According to the Fort Worth Star Telegram the long running case Frame v. City of Arlington has finally settled. The case was filed in July of 2005, involved an appeal to the Fifth Circuit Court of Appeals in New Orleans and a Petition for Certiorari to the United States Supreme Court. Now, after seven years of litigation, the City will spend around $200,000 fixing its sidewalks and pay the plaintiffs’ attorneys more than $300,000 in legal fees.

What’s wrong with this picture? After 30 years of litigation experience  I know better than to second guess the lawyers who were on the ground in the middle of a legal battle, but now that the dust has settled it is clear that the end result doesn’t make any sense at all. If the plaintiff’s lawyers were paid $300,000 it is more than likely that the legal fees for the City were the same or more. The legal fees in this case were almost certainly at least three times the cost of fixing the problem, and the problem still hasn’t been fixed, although it will be over time.  This can’t be what Congress had in mind when it passed Title II of the ADA and set up the existing mechanism for private enforcement.

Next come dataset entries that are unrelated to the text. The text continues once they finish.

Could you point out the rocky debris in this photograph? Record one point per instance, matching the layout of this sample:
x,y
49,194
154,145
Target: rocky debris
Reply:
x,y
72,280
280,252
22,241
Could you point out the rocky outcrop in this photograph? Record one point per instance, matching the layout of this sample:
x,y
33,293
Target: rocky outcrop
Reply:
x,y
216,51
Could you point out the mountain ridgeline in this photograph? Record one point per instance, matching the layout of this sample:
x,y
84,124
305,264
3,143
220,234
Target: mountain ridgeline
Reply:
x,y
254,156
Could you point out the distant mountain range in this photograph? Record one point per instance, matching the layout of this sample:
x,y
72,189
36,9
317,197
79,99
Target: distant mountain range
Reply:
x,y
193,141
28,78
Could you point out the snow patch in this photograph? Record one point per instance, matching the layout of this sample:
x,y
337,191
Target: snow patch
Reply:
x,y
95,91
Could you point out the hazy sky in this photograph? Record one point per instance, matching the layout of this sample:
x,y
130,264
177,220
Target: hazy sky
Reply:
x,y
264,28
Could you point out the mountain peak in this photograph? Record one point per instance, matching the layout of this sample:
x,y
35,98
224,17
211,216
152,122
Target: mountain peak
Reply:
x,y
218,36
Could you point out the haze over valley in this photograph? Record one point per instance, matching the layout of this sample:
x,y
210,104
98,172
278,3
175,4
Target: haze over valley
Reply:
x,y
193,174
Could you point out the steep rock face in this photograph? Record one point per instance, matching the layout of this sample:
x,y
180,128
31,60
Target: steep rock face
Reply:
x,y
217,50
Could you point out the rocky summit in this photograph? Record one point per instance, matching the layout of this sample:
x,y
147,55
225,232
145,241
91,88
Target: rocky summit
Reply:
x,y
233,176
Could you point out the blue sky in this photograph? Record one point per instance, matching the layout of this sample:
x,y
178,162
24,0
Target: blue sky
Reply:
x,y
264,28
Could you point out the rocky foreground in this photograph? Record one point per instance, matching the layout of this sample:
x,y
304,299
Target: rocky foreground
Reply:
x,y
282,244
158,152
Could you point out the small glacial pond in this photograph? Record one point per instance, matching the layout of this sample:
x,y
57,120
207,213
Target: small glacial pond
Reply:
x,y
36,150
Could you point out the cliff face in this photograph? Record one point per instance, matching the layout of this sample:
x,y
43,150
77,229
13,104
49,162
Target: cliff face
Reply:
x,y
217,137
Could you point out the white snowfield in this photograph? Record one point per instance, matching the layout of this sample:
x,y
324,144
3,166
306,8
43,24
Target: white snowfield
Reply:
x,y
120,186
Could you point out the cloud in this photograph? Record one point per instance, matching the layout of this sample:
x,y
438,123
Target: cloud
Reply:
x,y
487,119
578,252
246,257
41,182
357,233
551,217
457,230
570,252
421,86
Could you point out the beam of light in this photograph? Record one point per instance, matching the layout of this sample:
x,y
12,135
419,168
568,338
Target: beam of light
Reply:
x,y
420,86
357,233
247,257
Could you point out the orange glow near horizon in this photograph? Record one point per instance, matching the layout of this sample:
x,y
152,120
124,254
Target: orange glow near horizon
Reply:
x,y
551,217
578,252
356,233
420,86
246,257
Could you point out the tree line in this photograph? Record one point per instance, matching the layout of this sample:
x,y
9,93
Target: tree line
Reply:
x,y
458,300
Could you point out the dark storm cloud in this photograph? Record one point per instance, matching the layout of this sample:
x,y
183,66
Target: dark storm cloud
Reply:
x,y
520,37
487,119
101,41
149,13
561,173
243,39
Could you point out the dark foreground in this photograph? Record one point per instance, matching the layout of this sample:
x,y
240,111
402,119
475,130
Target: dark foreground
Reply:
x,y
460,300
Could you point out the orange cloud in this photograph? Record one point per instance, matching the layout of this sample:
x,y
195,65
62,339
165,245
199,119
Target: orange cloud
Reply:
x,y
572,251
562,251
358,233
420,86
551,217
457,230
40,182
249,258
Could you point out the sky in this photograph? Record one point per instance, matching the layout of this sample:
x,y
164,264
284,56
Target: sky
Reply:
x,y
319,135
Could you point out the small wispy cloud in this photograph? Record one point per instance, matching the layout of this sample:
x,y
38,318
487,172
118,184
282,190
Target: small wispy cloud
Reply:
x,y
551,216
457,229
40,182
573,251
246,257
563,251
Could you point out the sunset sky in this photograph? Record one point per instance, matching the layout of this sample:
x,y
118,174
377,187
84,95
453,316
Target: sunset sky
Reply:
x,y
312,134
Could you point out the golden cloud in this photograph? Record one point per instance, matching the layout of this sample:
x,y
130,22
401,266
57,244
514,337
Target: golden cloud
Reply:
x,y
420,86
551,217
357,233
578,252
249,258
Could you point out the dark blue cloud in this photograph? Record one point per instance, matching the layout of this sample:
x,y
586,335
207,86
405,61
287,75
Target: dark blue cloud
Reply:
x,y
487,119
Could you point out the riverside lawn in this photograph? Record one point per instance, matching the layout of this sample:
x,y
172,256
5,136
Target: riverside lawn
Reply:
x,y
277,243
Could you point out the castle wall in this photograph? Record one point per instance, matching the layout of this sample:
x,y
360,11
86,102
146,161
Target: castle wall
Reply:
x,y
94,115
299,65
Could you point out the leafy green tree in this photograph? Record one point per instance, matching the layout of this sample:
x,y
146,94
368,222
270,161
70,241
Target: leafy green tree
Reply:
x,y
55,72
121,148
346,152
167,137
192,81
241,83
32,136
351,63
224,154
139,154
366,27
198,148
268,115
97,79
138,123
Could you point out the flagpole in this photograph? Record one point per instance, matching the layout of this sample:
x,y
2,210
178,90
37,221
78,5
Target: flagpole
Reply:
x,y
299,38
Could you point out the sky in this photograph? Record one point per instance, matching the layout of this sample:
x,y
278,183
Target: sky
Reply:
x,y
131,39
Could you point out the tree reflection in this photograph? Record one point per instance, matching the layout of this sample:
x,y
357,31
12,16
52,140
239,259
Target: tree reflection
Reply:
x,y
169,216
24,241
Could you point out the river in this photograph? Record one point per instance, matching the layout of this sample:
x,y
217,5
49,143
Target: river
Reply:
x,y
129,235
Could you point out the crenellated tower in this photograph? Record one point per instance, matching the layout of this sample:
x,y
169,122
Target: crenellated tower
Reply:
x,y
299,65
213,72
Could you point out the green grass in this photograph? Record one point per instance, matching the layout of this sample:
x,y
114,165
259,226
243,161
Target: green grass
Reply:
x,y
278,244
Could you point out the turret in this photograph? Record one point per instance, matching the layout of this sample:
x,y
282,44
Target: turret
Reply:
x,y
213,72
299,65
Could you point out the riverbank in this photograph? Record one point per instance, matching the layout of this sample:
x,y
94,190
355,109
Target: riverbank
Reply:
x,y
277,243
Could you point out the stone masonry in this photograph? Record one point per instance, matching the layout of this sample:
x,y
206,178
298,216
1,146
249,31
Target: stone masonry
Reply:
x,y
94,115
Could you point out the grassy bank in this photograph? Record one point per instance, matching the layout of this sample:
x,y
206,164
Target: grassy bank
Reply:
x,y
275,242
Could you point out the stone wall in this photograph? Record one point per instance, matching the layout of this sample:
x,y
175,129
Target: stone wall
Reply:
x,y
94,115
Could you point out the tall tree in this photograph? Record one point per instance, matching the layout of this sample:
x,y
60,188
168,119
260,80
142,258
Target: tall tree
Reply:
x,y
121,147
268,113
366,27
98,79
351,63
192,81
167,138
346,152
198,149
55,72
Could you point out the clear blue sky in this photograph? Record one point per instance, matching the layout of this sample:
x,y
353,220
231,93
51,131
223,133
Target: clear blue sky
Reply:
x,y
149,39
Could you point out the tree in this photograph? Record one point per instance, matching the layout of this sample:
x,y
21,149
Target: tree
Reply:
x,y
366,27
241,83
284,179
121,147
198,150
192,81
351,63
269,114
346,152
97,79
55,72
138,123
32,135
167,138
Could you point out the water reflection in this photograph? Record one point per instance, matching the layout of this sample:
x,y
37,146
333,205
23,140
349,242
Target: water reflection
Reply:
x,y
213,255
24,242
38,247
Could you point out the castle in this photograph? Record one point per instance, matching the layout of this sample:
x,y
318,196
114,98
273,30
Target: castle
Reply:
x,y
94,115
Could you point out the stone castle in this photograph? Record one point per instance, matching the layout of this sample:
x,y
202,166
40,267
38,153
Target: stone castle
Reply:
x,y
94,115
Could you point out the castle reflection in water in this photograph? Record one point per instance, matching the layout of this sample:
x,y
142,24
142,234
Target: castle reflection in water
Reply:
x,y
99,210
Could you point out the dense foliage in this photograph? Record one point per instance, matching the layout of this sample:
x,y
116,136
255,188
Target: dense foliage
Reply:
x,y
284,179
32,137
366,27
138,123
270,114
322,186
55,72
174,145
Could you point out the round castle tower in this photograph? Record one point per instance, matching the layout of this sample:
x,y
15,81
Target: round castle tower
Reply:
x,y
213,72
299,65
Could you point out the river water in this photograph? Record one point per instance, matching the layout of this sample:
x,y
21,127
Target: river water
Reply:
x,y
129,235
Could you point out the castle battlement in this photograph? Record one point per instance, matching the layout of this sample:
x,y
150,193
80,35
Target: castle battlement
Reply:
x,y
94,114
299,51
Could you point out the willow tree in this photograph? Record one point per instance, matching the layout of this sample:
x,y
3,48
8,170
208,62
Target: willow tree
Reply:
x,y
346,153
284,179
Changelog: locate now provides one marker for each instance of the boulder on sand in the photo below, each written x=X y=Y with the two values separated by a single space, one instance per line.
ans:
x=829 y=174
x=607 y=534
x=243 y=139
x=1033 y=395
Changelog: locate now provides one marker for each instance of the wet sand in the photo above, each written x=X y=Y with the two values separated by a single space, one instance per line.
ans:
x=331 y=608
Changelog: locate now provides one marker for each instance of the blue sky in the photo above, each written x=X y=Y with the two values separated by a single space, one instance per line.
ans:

Unfortunately, although it is clear that the private enforcement mechanism for ADA claims is broken, it is equally clear that in the present political climate it will not fixed.  We can also blame the plaintiffs and their lawyers for filing this kind of lawsuit, but they are beyond the control of any municipal government, and will only be emboldened by this result. For cities the solution to the litigation problem can only come from within. When a claim is made or a lawsuit is filed somebody in authority must step back and ask whether it is going to be more expensive to fix the problem or to fight it. No municipal government wants to deny the disabled access to city services that other citizens take for granted, and if the cost of making city sidewalks and facilities accessible seems daunting, the cost of fighting over it is even more so. The seven years of struggle and expense in Frame v City of Arlington prove what every City Manager or City Council should know: the best response to a claim under the ADA is Fix First, Then Fight.